The Centaur was first presented to the public on 11 February 2000, at the Litochoro, Pieria range. A German and Greek crew operated the vehicle, since both countries have expressed an interest in acquiring the vehicle. At the time, a $76.9 million (28.5 billion drachmas) deal was foreseen for 583 Greek Army vehicles in several variants.
High ranking Greek military officers speculated that approximately 2,000 such vehicles would be needed over the following decade by foreign military services, such as Malaysia, Egypt and Pakistan.

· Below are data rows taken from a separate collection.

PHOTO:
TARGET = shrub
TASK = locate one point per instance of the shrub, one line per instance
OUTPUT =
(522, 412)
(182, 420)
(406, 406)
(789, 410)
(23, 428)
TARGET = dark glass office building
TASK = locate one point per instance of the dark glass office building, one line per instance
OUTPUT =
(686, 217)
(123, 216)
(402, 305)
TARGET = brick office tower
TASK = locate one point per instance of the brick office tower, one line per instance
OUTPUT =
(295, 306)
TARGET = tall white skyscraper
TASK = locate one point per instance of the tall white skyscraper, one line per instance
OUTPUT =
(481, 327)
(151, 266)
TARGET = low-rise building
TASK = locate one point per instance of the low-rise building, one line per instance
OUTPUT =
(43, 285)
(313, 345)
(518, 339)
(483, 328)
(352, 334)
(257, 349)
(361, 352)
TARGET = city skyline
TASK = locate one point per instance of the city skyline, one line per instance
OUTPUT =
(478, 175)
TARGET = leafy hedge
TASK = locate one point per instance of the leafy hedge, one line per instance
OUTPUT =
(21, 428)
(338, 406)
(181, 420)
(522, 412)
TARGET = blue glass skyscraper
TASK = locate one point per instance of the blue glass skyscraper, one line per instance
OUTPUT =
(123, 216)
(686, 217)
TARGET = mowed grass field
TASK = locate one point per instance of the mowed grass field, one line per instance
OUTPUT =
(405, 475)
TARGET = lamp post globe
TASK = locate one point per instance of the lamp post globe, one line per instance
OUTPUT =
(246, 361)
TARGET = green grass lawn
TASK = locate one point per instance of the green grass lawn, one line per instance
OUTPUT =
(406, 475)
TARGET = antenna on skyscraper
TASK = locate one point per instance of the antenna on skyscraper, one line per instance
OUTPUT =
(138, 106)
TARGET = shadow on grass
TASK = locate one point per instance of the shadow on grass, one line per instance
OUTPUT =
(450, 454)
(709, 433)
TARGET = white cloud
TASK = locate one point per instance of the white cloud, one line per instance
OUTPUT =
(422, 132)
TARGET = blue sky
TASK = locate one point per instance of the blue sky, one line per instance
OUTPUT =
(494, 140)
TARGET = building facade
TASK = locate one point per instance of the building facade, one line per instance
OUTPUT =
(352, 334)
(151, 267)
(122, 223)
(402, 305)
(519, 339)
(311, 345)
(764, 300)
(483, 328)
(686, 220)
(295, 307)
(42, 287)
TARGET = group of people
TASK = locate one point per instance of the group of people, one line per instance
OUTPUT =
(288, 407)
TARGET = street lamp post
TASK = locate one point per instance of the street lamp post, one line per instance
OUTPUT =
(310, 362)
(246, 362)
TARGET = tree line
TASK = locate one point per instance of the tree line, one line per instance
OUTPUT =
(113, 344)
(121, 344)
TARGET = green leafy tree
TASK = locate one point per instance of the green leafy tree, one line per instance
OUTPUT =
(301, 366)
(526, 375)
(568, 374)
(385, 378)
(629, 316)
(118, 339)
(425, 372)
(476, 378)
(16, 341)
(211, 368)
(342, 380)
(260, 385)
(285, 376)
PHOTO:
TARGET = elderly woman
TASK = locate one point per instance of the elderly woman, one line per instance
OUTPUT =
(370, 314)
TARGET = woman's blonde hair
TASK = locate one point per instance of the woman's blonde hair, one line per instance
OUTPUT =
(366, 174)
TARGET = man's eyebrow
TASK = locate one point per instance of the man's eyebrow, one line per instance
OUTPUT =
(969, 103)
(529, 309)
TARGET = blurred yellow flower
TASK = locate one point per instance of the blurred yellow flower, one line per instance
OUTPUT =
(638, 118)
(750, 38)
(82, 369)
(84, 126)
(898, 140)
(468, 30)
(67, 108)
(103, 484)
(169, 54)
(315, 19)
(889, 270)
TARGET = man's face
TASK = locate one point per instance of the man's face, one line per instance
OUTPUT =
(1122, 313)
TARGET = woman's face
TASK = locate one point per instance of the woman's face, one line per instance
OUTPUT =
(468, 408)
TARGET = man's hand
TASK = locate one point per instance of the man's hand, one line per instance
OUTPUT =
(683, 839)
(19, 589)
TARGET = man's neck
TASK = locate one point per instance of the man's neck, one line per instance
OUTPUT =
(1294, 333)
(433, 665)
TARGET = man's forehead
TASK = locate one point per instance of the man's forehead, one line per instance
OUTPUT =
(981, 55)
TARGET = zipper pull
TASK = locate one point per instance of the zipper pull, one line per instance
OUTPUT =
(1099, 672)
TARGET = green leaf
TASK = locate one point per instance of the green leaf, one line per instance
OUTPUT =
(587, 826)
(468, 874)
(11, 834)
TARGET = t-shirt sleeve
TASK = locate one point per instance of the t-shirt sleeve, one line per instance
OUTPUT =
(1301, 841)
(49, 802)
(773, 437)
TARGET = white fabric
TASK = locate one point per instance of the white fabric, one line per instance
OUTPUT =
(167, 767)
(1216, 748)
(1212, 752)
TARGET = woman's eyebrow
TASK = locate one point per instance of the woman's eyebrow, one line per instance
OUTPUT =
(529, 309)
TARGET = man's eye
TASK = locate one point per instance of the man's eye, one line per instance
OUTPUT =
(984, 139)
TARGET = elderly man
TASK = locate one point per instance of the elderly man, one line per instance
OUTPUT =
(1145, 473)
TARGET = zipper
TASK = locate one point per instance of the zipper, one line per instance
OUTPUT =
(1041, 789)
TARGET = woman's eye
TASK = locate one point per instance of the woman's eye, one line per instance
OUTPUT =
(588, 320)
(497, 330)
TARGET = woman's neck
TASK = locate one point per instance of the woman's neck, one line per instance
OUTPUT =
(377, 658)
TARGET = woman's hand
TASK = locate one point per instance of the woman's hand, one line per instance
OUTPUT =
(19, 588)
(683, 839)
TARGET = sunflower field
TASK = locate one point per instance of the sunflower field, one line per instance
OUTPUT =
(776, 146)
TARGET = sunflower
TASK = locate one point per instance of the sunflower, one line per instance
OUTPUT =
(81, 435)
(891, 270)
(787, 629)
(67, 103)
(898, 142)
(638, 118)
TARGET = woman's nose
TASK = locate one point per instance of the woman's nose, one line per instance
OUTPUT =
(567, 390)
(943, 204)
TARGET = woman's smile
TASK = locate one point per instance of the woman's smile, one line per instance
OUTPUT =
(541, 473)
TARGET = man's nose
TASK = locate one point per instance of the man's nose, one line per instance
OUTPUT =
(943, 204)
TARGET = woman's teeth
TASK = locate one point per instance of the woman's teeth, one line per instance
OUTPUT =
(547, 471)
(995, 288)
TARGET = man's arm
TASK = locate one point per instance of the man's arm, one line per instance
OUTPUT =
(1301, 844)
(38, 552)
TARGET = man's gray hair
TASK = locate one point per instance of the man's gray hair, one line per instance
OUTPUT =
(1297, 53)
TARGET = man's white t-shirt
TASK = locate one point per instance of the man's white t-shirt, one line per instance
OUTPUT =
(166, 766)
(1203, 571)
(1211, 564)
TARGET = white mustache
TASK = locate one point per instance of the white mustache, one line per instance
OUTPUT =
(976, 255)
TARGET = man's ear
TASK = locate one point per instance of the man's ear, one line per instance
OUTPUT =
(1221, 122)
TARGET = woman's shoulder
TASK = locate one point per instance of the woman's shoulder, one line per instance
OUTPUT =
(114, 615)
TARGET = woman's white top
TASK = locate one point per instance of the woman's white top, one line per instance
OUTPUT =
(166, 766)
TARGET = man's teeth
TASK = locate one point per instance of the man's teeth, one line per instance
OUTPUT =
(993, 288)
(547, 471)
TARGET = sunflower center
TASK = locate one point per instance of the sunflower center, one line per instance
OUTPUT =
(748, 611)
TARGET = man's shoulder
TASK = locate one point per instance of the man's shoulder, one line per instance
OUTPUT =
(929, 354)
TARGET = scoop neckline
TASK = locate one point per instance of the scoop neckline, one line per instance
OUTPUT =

The Centaur's development has involved firms from Brazil, Germany, the Netherlands and Sweden. The vehicle - an advanced version of the "Leonidas" - weighs 20 tons, has a 90 mm main gun, a 7.62 mm coaxial machine gun and eight German-made smoke grenade launchers. It can carry eight soldiers in addition to it's crew of three and is C-130 transportable. - Adam Geibel
Greek National Defense Minister Yiannos Papantoniou told the press on 22 May that the armed forces may order Centaur (Kentauros) Armored Infantry Fighting Vehicles in 2002 from Hellenic Vehicles Industry (ELBO). The proposal would be submitted to the Defense Ministry by 15 July and contains improvements requested by the armed forces. ELBO would supply of 140 AIFVs for 140 billion drachmas, with an option for a further 140 vehicles. The Defense Ministry had already signed a $6.5 million (2.5 billion drachma) research and technology program.